En la tabla central vemos toda la innovación espacial y de pincelada del Renacimiento, mientras que cuando Cleve representó a los santos Juan y Jerónimo en los postigos laterales revela maestría en esos paisajes característicos de los Países Bajos, con una capacidad de evocación, llena de matices, a través de una gama cromática en la que predominan los verdes, azules, blancos y grises.
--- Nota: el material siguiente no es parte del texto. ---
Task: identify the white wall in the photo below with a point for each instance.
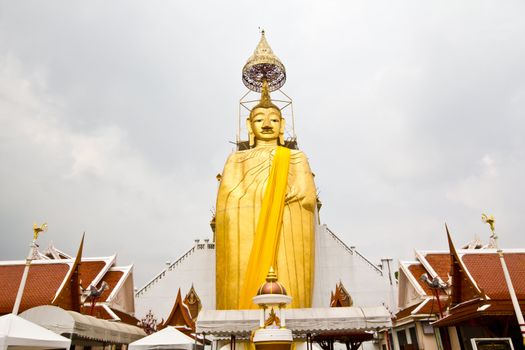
(197, 268)
(334, 262)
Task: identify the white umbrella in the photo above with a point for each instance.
(168, 338)
(15, 331)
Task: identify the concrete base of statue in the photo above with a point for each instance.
(273, 339)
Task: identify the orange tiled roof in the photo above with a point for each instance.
(430, 308)
(111, 278)
(43, 281)
(42, 284)
(417, 270)
(487, 272)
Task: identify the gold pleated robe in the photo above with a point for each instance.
(239, 201)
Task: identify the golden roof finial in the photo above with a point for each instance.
(272, 276)
(37, 230)
(263, 65)
(489, 220)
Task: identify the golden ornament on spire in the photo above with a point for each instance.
(266, 101)
(263, 65)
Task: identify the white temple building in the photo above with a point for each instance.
(336, 263)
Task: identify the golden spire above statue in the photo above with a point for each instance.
(263, 65)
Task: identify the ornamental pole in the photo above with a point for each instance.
(517, 310)
(32, 248)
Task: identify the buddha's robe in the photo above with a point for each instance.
(239, 201)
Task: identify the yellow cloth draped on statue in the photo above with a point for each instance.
(266, 238)
(252, 190)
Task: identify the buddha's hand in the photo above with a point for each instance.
(291, 195)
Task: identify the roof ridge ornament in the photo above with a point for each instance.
(263, 65)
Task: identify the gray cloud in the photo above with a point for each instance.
(115, 119)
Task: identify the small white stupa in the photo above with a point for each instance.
(272, 300)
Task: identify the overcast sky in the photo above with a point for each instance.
(115, 118)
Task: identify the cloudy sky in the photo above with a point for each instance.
(116, 116)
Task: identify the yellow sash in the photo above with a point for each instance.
(266, 239)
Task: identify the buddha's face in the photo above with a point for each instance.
(266, 123)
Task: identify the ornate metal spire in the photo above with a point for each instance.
(263, 65)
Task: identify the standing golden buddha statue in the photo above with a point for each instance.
(266, 204)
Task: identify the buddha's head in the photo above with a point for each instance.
(265, 124)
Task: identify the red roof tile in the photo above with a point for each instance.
(111, 278)
(42, 284)
(487, 272)
(417, 270)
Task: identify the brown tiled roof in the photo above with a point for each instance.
(487, 272)
(179, 315)
(431, 307)
(417, 270)
(126, 318)
(111, 278)
(469, 310)
(42, 284)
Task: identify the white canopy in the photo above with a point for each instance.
(168, 338)
(301, 321)
(15, 331)
(69, 322)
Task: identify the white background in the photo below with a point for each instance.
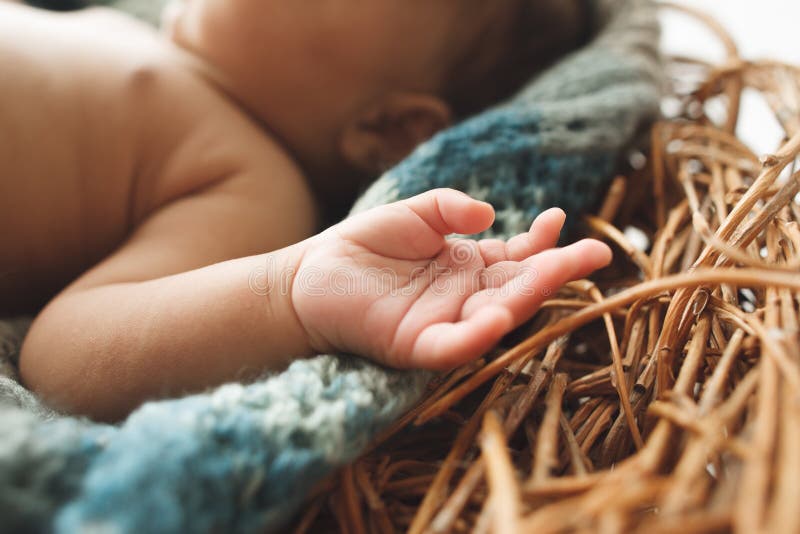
(763, 29)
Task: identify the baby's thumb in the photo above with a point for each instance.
(452, 212)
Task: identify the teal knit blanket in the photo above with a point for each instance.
(243, 458)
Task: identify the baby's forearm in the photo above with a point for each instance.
(102, 351)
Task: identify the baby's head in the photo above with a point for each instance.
(357, 84)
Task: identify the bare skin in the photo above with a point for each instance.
(144, 186)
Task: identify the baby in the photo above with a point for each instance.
(159, 194)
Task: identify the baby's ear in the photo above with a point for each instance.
(386, 132)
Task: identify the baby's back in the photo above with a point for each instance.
(100, 127)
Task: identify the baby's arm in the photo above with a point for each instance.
(151, 321)
(385, 284)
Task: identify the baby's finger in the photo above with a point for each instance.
(539, 278)
(414, 229)
(447, 345)
(493, 251)
(452, 212)
(543, 235)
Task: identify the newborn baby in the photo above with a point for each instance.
(159, 194)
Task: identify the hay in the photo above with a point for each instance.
(661, 397)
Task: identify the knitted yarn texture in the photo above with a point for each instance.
(243, 458)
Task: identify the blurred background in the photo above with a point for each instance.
(763, 29)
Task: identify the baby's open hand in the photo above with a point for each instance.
(387, 284)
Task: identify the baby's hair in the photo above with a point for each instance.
(503, 57)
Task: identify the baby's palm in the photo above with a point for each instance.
(388, 285)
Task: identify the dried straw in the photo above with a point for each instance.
(665, 395)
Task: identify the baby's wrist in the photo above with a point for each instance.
(281, 277)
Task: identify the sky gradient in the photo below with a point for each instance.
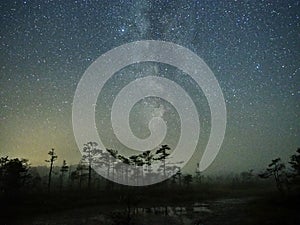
(252, 47)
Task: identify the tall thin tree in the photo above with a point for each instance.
(53, 157)
(90, 152)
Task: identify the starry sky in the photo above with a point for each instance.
(252, 47)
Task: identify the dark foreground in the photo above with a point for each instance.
(139, 207)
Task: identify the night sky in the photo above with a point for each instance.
(252, 47)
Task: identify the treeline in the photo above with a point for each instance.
(16, 174)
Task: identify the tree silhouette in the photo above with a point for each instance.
(53, 157)
(14, 173)
(64, 168)
(90, 152)
(162, 153)
(275, 169)
(295, 164)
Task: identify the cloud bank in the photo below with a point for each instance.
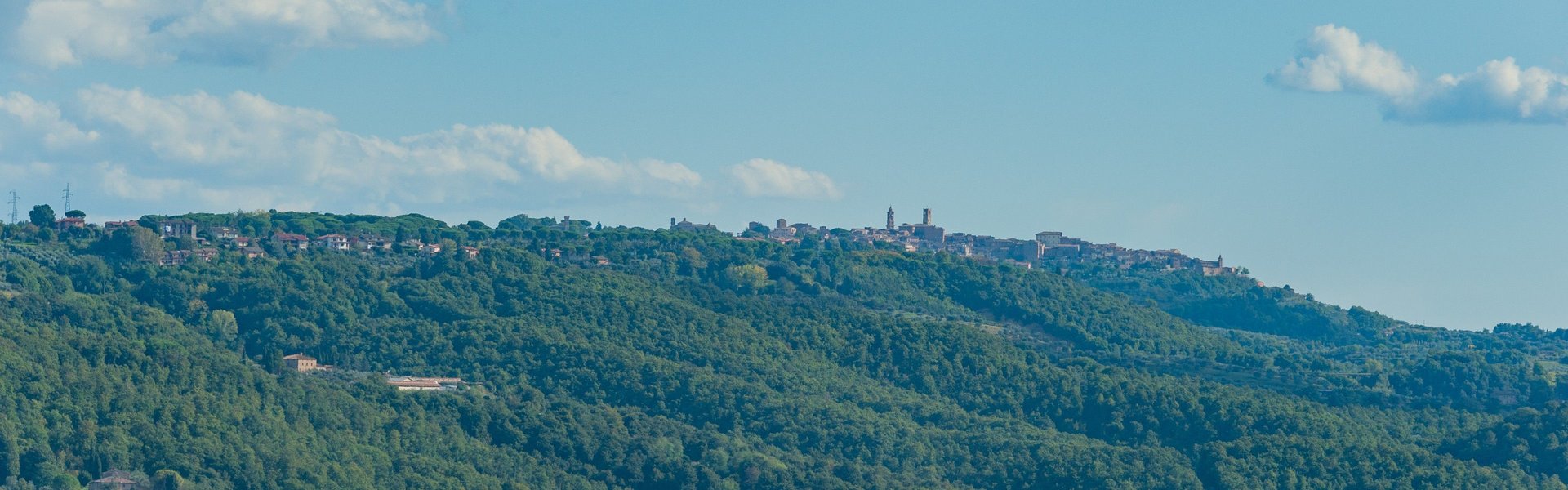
(764, 178)
(1336, 60)
(59, 33)
(247, 151)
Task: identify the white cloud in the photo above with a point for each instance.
(29, 120)
(773, 180)
(57, 33)
(1333, 59)
(1498, 91)
(245, 151)
(247, 139)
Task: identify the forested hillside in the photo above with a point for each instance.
(632, 359)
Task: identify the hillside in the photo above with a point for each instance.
(632, 359)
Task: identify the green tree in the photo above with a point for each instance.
(42, 216)
(746, 277)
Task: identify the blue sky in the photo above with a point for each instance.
(1399, 156)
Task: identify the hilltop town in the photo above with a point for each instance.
(1049, 248)
(175, 241)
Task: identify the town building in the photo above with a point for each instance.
(69, 224)
(303, 363)
(179, 228)
(332, 243)
(292, 241)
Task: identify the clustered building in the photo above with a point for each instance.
(1049, 248)
(207, 241)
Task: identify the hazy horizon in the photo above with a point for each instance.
(1402, 158)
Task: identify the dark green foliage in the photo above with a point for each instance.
(42, 216)
(703, 362)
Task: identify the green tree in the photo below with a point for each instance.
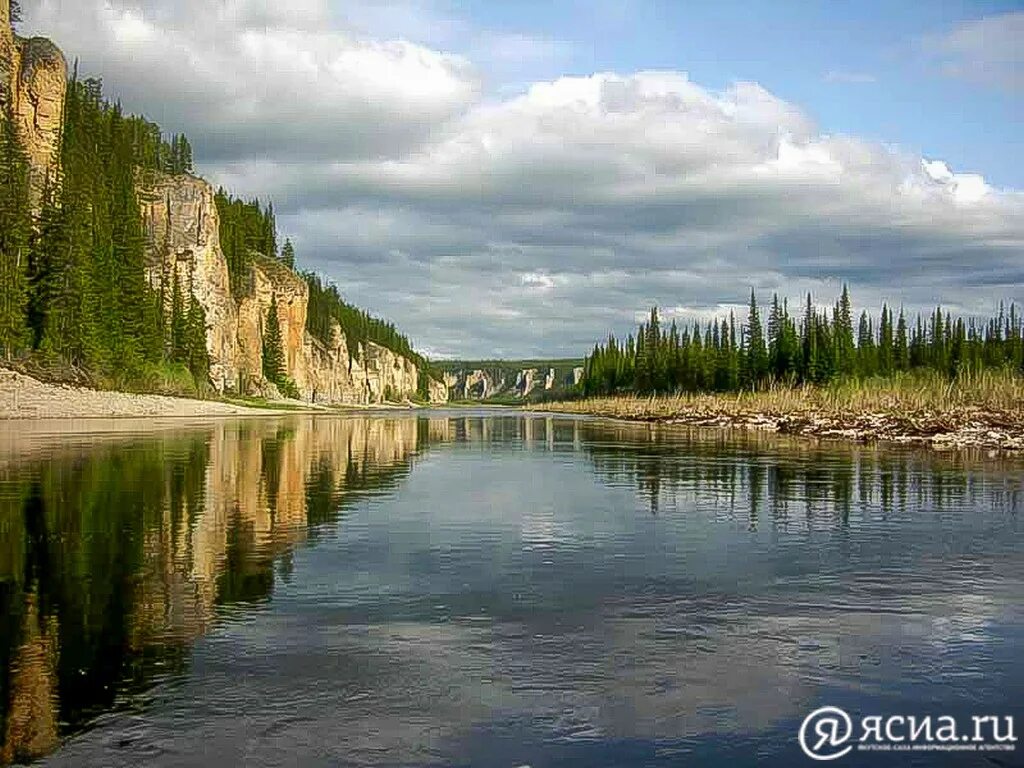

En las grisallas, al cerrar el tríptico, se reproduce la Misa de San Gregorio, con esas escenas que muestran al grupo de cantores y una serie de elementos simbólicos y alegóricos que completan la visión evangélica del tema, que dio respuesta a una religiosidad radical frente a la iconoclastia que se empieza a difundir por los territorios protestantes.

Como sostiene Isidro G. Bango, catedrático de Historia del Arte de la Universidad Autónoma de Madrid, la historiografía española de finales del siglo XX atribuyó el tríptico a Joos van Cleve, o Joos van der Beke, aunque mucha de su producción pictórica aún no está clarificada, Y añadió que como muchos otros creadores de los siglos XV y XVI no se han establecido con rigor las diferencias aportadas por el maestro a las obras de un taller muy especializado, pero este tríptico sí permite apreciar la calidad de su pintura.